Pada dewasa ini di Kalimantan Tengah selain berlaku hukum adat, berlaku juga hukum pidana R.I. walaupun di antara kedua hukum tersebut sering terjadi pertentangan, tetapi kebanyakan adalah saling mengisi. Umpamanya di salah satu desa di Paju Sepuluh (daerah Ma’anyan), telah ada kejadian bahwa sebuah perangkap untuk rusa di hutan menyebabkan kecelakaan dan membunuh seorang laki-laki yang merupakan anak tunggal dari suami isteri yang sudah lanjut umurnya. Karena kejadian itu menurut hukum pidana tidak disebabkan oleh kejahatan, maka pemiliki perangkap tadi diserahkan kepada kebijaksanaan sidang hukum adat. Sidang hukum adat kemudian telah men-danda-nya dan mengatur agar ia dapat di adopsi oleh orang tua si korban, sehingga dengan demikian ia dapat memberi nafkah kepada orang tua tadi itu.

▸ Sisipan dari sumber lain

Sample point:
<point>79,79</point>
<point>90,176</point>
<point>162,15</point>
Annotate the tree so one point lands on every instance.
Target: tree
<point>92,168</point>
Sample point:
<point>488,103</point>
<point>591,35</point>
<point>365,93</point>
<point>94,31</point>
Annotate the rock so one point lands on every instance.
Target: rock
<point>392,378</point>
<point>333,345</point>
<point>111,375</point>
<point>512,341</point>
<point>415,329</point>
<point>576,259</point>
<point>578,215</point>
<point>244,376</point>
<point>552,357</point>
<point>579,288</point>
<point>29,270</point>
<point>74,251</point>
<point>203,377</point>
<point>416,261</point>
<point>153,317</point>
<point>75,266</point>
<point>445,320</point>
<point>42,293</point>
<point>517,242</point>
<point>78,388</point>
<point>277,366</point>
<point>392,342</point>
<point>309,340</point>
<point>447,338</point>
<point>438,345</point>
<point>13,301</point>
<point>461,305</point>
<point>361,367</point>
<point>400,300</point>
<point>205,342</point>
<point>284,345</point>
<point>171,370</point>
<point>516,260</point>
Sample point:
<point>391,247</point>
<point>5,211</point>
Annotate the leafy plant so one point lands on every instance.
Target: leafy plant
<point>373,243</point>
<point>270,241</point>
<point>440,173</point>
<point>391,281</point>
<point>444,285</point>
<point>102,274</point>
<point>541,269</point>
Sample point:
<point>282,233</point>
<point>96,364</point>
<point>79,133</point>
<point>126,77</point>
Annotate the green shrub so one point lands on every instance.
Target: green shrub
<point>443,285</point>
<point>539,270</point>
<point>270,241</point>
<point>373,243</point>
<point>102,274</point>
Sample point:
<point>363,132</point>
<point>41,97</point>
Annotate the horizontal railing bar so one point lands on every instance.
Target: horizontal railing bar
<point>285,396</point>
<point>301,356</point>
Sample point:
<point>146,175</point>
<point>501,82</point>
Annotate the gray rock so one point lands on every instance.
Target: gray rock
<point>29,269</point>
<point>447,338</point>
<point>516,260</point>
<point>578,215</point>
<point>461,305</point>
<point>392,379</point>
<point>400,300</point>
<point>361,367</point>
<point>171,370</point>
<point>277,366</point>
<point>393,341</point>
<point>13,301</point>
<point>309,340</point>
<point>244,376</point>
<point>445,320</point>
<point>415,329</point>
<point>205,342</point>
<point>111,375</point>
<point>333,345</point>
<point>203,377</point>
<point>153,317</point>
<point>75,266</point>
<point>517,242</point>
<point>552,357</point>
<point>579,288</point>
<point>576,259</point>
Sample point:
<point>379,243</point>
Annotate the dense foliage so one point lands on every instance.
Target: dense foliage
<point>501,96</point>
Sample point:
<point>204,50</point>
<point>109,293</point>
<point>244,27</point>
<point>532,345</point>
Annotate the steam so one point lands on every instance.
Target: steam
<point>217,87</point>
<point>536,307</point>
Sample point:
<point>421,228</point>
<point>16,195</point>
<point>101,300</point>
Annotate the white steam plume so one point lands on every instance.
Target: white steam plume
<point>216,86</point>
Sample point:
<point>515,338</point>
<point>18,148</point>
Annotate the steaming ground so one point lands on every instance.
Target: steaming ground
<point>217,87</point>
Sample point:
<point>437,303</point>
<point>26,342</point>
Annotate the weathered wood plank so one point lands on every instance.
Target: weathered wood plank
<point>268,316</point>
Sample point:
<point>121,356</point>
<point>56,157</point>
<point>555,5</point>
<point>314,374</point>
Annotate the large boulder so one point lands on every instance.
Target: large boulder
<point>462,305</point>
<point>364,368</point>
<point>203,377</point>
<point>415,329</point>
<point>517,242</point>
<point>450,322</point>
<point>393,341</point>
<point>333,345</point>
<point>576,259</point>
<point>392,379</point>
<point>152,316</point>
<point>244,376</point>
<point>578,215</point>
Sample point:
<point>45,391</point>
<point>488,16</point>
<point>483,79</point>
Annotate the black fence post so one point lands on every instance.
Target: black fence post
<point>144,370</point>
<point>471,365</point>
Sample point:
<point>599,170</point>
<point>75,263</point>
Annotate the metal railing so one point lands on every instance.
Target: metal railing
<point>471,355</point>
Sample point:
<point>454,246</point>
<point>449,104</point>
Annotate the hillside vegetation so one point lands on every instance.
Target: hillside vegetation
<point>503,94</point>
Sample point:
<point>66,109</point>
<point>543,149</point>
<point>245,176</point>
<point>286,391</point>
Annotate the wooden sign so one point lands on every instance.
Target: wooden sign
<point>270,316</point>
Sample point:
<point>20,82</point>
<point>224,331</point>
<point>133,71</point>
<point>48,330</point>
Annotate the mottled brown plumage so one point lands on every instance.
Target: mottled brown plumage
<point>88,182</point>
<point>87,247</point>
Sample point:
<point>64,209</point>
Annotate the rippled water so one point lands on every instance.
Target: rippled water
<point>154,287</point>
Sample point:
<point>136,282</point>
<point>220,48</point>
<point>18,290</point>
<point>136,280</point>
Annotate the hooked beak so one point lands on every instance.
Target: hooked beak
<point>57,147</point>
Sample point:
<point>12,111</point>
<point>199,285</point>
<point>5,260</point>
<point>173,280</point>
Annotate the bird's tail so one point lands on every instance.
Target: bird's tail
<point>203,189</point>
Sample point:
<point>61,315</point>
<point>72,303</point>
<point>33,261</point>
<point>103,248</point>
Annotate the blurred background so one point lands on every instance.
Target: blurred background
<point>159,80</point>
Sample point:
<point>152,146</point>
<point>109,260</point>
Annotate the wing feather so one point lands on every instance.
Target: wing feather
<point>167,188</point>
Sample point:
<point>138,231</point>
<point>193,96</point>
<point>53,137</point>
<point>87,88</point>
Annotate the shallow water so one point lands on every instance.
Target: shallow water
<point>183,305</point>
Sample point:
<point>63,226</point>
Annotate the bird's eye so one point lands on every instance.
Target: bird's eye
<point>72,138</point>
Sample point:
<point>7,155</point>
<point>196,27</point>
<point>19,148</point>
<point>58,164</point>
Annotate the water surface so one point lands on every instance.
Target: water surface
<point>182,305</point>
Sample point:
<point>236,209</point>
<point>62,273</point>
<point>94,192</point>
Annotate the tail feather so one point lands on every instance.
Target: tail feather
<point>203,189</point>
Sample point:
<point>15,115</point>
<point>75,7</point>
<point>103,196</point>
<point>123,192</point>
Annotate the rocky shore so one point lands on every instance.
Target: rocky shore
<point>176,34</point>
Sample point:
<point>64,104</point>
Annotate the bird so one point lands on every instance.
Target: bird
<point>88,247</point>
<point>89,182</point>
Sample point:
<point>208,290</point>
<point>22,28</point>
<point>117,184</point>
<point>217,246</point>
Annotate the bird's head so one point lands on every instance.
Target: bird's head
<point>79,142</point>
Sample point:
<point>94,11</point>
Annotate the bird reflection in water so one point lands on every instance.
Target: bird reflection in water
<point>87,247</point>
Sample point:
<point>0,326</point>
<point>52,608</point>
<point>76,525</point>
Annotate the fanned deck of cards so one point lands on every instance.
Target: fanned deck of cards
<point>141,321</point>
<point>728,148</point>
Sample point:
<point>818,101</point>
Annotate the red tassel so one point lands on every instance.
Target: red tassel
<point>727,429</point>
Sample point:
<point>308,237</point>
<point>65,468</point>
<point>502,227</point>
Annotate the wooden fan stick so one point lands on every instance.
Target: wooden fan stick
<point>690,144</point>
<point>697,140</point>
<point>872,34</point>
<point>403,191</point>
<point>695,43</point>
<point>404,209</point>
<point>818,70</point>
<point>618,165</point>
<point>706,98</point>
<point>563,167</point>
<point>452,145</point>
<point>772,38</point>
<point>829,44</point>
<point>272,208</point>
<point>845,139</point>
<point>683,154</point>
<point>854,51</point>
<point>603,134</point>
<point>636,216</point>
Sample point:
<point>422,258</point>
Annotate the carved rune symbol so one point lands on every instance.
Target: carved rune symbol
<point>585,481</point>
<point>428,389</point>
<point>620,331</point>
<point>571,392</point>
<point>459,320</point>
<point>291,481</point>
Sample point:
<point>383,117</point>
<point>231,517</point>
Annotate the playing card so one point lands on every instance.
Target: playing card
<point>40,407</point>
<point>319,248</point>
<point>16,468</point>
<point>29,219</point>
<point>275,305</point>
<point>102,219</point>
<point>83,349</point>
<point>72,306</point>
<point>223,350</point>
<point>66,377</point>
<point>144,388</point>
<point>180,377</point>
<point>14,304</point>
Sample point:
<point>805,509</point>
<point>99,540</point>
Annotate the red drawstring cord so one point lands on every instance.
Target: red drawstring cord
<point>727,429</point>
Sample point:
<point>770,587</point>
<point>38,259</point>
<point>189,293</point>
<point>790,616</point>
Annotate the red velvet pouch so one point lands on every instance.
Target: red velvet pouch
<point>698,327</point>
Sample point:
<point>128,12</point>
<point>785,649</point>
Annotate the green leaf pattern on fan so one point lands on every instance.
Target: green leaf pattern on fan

Sampai pada tahun 1968 di Kalimantan Tengah sudah terbentuk tiga tempat peradilan Agama/Masyarakat, yaitu:
Peradilan Agama/Masyarakat Sampit, yang mewilayahi: daerah kabupaten Kotawaringin Timur dan Kabupaten Kotawaringin Barat. Pusatnya adalah di Pangkalan Bun.
Peradilan Agama/Masyarakat Kapuas, yang mewilayahi: daerah Kabupaten Kapuas dan Kotapraja Palangka Raya, Pusatnya adalah di Kuala Kapuas.
Peradilan Agama/Masyarakat Muara Teweh, yang mewilayahi: daerah Kabupaten Barito Utara dan Kabupaten Barito Selatan. Pusatnya adalah Muara Teweh.
SISTEM RELIGI MASYARAKAT SUKU DAYAK
Berdasarkan religinya, penduduk propinsi Kalimantan Tengah (suku dayak) dapat dibagi menjadi empat golongan, yaitu Islam, agama pribumi, Kristen, dan Katolik. Menurut laporan Perwakilan Departemen Agama Propinsi Klimabtan Tengah, maka orang islam merupakan golongan terbesar. Jumlah besar dari orang islam itu sudah tentu disebabkan karena di Propinsi Kalimantan Tengah sekarang ini ada banyak orang pendatang. Di daerah hilir sungai-sungai besar banyak orang pribumi atau orang dayak yang juga telah menjadi orang Islam sejak lebih dari satu abad lamanya, tetapi sebelum zaman perang dunia ke II, mereka biasanya tidak mau dianggap orang dayak lagi karena sebutan itu berarti orang udik, dan di dalam zaman itu dianggap merendahkan.
Agama asli penduduk pribumi adalah agama Kaharingan. Sebutan itu dipergunakan sesudah perang dunia ke II, waktu diantara penduduk pribumi Kalimantan timbul suatu kesadaran akan kepribadian budaya mereka sendiri dan suatu keinginan kuat untuk menghidupkan kembali kebudayaan Dayak yang asli. Agama kristen mulai masuk mulai pertengahan abad yang lalu, dan aliran agama kristen yang pada masa sekarang ini paling besar jumlah penganutnya adalah aliran Gereja Kalimantan Evangelis. Agama katolik baru disebarkan di kalangan orang Dayak mulai pada zaman kemerdekaan.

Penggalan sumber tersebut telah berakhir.